When a faculty member at the law school died of breast cancer, it saw a jump in employee health insurance premiums. Bell started talking with friends at MUSC, which had helped set up the law school’s student health center. He was told the $1.6 million in care for the faculty member would have cost $325,000 under Medicare. The difference was that the charge to private payers helps cover the cost of care for those who can’t afford to pay. “We started looking into it,” Bell said.
“It is estimated that without catastrophic coverage, health care premiums would go down by at least 40 percent, and possibly more,” he and Sulpizio concluded.
That would also allow coverage of people with pre-existing conditions and allow children to stay on their parents’ insurance policies until age 35, they said.

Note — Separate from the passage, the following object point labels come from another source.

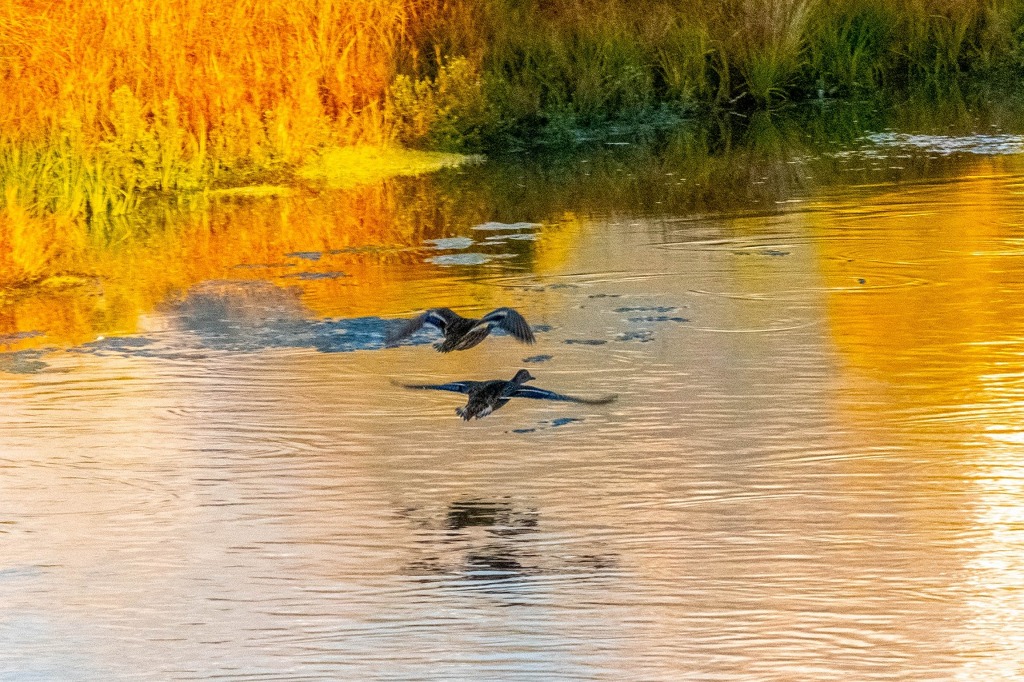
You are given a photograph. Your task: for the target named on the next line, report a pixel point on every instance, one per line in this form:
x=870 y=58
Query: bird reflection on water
x=491 y=544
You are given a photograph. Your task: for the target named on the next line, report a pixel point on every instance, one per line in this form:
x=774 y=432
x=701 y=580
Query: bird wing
x=439 y=317
x=511 y=322
x=542 y=394
x=454 y=386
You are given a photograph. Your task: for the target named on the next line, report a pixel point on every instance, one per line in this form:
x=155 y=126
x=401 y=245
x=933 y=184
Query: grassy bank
x=107 y=104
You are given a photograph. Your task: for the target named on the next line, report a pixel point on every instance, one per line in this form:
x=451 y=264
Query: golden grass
x=350 y=166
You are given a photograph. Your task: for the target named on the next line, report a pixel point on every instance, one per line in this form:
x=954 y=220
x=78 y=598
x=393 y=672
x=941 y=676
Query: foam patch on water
x=507 y=225
x=947 y=144
x=461 y=259
x=452 y=243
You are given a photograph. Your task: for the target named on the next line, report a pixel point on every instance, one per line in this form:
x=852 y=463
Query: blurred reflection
x=491 y=540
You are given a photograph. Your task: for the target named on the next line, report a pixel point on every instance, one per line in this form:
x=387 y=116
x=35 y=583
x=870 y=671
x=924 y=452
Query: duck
x=462 y=333
x=485 y=396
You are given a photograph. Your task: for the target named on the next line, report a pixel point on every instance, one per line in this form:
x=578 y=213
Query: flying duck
x=462 y=333
x=485 y=396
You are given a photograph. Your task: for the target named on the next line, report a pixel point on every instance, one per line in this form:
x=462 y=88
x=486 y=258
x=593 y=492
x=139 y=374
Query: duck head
x=522 y=376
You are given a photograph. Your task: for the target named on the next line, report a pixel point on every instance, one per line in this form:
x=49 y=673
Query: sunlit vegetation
x=114 y=113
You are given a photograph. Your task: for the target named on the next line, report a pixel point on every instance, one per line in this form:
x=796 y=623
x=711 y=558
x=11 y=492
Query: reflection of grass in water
x=102 y=279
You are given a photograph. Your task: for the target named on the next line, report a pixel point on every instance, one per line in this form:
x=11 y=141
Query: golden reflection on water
x=933 y=366
x=821 y=460
x=345 y=253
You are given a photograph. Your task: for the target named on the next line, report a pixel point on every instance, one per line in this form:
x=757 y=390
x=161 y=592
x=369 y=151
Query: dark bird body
x=485 y=396
x=462 y=333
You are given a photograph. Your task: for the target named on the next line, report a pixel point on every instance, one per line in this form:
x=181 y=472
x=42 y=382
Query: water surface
x=811 y=471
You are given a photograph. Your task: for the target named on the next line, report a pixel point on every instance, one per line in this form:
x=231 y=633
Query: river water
x=811 y=472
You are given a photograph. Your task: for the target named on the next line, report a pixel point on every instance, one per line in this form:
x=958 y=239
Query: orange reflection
x=348 y=253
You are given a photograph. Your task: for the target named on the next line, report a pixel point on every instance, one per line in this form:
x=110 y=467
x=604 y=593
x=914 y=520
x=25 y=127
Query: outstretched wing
x=541 y=394
x=439 y=317
x=454 y=386
x=511 y=322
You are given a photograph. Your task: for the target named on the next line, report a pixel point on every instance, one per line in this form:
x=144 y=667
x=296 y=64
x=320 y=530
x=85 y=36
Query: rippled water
x=811 y=472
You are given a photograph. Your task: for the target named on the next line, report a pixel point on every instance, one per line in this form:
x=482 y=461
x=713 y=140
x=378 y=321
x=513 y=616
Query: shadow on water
x=492 y=546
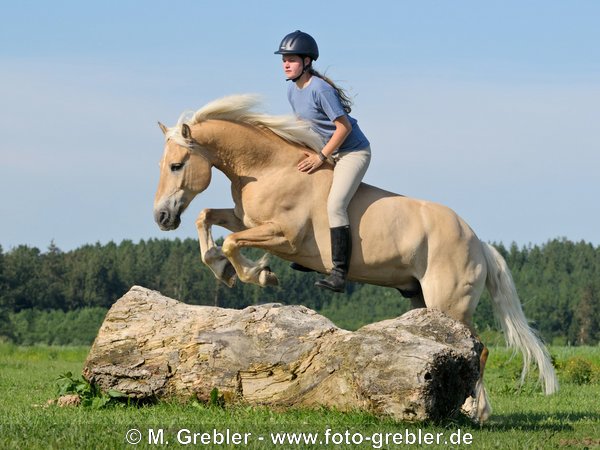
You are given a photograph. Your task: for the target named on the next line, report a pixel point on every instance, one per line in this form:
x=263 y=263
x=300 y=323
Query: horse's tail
x=507 y=308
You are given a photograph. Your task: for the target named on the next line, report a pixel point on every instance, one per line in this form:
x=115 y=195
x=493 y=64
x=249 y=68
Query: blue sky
x=491 y=108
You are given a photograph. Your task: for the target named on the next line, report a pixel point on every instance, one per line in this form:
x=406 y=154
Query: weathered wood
x=420 y=366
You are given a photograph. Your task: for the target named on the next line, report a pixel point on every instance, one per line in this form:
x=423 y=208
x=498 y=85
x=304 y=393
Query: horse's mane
x=240 y=108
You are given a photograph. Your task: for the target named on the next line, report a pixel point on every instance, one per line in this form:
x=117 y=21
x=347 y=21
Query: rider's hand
x=311 y=163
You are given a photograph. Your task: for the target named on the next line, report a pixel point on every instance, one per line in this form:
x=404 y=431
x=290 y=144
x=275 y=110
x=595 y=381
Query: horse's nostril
x=163 y=217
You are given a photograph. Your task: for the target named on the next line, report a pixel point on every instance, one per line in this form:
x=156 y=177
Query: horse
x=423 y=249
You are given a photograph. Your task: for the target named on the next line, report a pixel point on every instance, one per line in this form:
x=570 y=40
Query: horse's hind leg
x=457 y=295
x=267 y=237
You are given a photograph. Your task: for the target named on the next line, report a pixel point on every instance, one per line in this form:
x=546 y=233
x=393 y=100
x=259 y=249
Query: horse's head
x=184 y=173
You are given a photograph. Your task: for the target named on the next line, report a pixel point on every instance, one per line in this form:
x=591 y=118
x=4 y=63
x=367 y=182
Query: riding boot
x=341 y=249
x=300 y=267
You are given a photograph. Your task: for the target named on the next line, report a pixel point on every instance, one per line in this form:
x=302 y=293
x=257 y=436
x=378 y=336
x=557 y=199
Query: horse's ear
x=186 y=132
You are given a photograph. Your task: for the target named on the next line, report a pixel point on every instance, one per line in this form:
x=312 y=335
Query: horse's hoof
x=267 y=278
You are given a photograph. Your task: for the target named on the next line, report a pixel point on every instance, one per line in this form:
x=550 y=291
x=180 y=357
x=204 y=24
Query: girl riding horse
x=316 y=99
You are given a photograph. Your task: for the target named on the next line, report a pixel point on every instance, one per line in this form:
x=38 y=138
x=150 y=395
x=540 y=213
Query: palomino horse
x=420 y=248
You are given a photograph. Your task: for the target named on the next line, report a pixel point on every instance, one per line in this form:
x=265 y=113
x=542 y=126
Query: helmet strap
x=305 y=67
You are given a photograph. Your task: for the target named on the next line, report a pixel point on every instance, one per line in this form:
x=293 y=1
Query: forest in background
x=56 y=297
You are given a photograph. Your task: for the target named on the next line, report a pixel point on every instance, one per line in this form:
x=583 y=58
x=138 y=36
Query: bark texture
x=420 y=366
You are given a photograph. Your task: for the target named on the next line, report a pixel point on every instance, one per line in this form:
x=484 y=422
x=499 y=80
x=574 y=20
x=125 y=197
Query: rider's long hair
x=344 y=98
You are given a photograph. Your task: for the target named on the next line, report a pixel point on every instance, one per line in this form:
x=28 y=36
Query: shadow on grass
x=528 y=421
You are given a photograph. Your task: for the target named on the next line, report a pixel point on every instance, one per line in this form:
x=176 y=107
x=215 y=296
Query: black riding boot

While health insurance covers a wide range of services, they realized that it is the catastrophic illness that raises costs for individuals and insurance companies. The large, uncertain costs of catastrophic care also reduced competition in the insurance industry.
Of course, shifting the cost of that care to Medicare will raise the cost of that program. But the cost of care will be less for the federal program than for private payers, Bell said. To make up the difference, he proposes a $25 a month Medicare premium for working people that would be matched by their employers. “It’s not too much to ask young people to pay $25 a month,” Bell said, and that would bring more healthy people into the system, one of the goals of the Affordable Care Act.